There are a lot of advantages to digital media such as photos, movies, music, books, and more. They're relatively easy to carry with you, take up much less room than their non-digital equivalents (CDs, DVDs, Blu-rays, paperbacks, hardbacks, etc.). However, there's a danger that our "digital footprint" could be lost to future generations.
Vint Cerf, a vice president at Google, who is largely considered one of the founding fathers of the Internet, warned of this at a conference hosted by the American Association for the Advancement of Science last year. He says that the lack of an electronic storage mechanism that can withstand centuries of time threatens to erode documents and digitally-stored memories through a process he has often referred to as “bit rot.”
Cerf warns that as hardware such as disk readers and CD players used to access data on old-fashioned discs and tapes becomes outdated, everything from home movies to presidential memos could become unreadable.

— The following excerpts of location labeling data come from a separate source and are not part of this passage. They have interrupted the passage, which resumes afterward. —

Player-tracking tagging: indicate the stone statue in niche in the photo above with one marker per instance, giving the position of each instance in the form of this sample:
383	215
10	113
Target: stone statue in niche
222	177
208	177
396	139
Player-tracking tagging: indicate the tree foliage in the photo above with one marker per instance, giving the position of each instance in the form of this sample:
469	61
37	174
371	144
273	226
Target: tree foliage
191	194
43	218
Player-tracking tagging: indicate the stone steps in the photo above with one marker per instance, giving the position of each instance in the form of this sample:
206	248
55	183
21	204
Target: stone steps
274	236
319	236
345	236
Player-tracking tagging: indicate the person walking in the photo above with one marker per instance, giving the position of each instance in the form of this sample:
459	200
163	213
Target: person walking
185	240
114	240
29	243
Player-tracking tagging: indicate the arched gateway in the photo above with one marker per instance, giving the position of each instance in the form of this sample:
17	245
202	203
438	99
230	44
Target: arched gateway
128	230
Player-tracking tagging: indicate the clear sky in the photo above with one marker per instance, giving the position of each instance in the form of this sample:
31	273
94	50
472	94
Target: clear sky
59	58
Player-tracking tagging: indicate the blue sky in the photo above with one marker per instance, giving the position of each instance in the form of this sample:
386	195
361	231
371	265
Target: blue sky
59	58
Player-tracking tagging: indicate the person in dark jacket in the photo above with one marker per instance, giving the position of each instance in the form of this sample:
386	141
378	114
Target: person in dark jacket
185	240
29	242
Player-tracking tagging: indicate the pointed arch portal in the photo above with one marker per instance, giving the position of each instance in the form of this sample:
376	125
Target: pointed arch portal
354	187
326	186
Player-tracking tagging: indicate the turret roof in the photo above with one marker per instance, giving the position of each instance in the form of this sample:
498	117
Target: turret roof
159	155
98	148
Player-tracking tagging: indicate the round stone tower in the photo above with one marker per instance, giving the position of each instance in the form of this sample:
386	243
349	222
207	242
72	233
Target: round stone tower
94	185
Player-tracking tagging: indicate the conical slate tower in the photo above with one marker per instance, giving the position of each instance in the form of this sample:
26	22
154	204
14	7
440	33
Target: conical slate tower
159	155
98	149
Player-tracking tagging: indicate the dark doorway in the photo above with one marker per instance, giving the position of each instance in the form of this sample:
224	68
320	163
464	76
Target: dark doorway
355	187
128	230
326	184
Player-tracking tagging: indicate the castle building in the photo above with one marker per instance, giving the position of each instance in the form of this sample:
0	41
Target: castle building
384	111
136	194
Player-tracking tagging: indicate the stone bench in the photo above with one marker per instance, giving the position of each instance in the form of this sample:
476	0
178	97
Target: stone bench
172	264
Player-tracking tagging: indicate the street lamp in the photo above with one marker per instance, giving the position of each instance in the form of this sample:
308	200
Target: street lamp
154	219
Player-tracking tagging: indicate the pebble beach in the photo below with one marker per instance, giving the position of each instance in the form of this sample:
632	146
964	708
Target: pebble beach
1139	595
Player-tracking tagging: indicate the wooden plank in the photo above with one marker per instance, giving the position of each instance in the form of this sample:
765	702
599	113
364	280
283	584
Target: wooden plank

Cloud technologies like Apple's iCloud and cloud-based storage solutions like Box and Dropbox, may serve as a partial solution. However, Cerf says there's a need to develop a system to ensure digital bits can be easily accessed hundreds of years down the road. He says that if some sort of solution isn’t found, this tech-savvy generation could be known as a “digital Dark Age” to future historians.
Cerf is right. So, Apple, why not be a leader in tackling this problem?